18 Ocak 2016 Pazartesi

PERİNÇEK, CEMAAT, ERDOĞAN VE PARALEL YAPI

Bu yazı 13 Ocak 2016 tarihinde Yeniyön.tv de yayınlanan köşe yazısıdır.


Yıllar önce yazdığım Ergenekon ve Balyoz davaları konulu bir yazıda, eğer bir yol kazası olur da tutuklular çıkmayı başarırlarsa, Ergenekoncu çevrelerin öç alma peşinde olacağını ve bunun kanlı olabileceğini yazmıştım. Çünkü ortada kendi uçağını düşürerek savaş ve kaos ortamı oluşturmaya niyetli, darbe uğrunda gerekirse birkaç milyon kişiyi fedâ etmeye kararlı bir ekip vardı.

Kendilerine çok güveniyorlardı! Bu tür insanlar kendilerine bir tür ‘yargılanmazlık’ ve ’ulaşılmazlık’ gücü atfettikleri için, Ergenekon ve Balyoz gibi bir anda gelen dâvâlar kimyalarını bozdu. Takip eden tutuklamaların, bu çevrelerde çok derin bir kuyruk acısı ve şaşkınlık oluşturduğunu değişik vesîlelerle belirtmiştim. Erdoğan ve AKP’nin, yolsuzlukların örtülmesi karşılığında göbek bağlayarak, ‘’kumpas’’ yalanları ile salıverdiği bu yapı; şimdi yeniden palazlandı ve diş kirâsı olarak da AKP’den; önce Cemaat’i ardından da diğer dînî grupları yok etmesini istiyor. Bunun gerçekleşmesi adına ona lojistik ve taktik destek veriyor. Zamanı gelince de AKP ve Erdoğan’ın fişini çekecek!

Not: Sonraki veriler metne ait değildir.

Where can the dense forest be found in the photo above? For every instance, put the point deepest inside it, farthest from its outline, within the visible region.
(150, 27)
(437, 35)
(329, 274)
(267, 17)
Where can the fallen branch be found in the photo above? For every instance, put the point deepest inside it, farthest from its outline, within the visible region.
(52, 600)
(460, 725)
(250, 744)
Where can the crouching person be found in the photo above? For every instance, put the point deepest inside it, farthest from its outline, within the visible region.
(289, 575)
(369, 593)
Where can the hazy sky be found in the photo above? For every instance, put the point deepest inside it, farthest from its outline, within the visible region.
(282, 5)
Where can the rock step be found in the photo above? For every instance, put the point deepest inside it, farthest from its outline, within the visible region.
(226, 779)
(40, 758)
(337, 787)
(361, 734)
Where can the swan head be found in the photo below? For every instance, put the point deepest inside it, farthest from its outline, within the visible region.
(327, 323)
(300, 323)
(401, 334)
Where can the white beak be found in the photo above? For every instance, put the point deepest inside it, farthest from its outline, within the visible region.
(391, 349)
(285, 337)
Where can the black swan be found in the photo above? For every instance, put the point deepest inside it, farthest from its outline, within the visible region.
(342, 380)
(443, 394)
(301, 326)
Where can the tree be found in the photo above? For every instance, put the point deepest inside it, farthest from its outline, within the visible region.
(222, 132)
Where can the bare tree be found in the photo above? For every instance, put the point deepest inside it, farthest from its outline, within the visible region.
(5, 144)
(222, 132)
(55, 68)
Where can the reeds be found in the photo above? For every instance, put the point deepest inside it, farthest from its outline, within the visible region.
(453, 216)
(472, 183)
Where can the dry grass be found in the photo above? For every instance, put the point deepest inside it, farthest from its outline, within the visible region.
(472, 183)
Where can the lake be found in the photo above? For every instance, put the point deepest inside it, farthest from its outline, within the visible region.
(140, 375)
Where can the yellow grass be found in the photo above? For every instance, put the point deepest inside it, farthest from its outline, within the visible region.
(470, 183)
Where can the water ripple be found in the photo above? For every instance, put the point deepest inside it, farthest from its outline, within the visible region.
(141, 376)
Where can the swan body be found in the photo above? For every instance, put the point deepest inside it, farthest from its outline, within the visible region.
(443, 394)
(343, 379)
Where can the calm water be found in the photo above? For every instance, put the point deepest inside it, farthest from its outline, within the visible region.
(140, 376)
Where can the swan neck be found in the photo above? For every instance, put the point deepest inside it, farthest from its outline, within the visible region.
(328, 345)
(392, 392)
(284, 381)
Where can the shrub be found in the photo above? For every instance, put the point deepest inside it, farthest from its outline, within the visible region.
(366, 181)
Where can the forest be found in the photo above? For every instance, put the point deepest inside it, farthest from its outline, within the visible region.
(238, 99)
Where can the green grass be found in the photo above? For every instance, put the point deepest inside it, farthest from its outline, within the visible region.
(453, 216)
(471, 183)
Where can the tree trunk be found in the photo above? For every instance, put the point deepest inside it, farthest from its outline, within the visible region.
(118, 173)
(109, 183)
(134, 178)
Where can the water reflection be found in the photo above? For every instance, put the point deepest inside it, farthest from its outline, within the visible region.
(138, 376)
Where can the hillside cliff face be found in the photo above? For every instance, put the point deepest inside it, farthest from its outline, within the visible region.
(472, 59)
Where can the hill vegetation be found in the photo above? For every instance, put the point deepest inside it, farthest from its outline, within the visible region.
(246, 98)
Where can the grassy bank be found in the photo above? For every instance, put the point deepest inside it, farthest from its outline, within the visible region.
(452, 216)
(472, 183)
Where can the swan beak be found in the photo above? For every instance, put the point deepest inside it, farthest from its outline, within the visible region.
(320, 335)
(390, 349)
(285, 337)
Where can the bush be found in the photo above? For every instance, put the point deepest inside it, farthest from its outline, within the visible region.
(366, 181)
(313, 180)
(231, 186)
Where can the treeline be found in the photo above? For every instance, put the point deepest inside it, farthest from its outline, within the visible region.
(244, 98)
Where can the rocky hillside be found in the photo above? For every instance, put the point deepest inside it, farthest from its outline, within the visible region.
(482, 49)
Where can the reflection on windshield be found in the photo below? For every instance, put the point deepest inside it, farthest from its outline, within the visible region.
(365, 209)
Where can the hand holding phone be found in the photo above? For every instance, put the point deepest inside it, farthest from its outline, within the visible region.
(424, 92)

Bugün ‘’Cemaat’’ operasyonlarına ve sâir tutuklamalara baktığınızda gördüğünüz tüm çirkeflik, hukuk tanımazlık ve kabadayılığın ardında; yaşanan o büyük onur kırılmasının ve kuyruk acısının öcünün alınması gayretini görebilirsiniz. Mehmet Baransu, Hidayet Karaca, önemli devlet operasyonlarına liderlik etmiş emniyet müdürleri… çoğu mahkemeye bile çıkarılmadan içeride tutuluyorlar. Kreşlere bile terör polisleri eşliğinde baskınlar yapılıyor. Ülkede terör azmışken ve Güneydoğu parçalanmanın eşiğindeyken bile Erdoğan’ın tek derdi hâlâ Türk okullarının kapatılması meselesi.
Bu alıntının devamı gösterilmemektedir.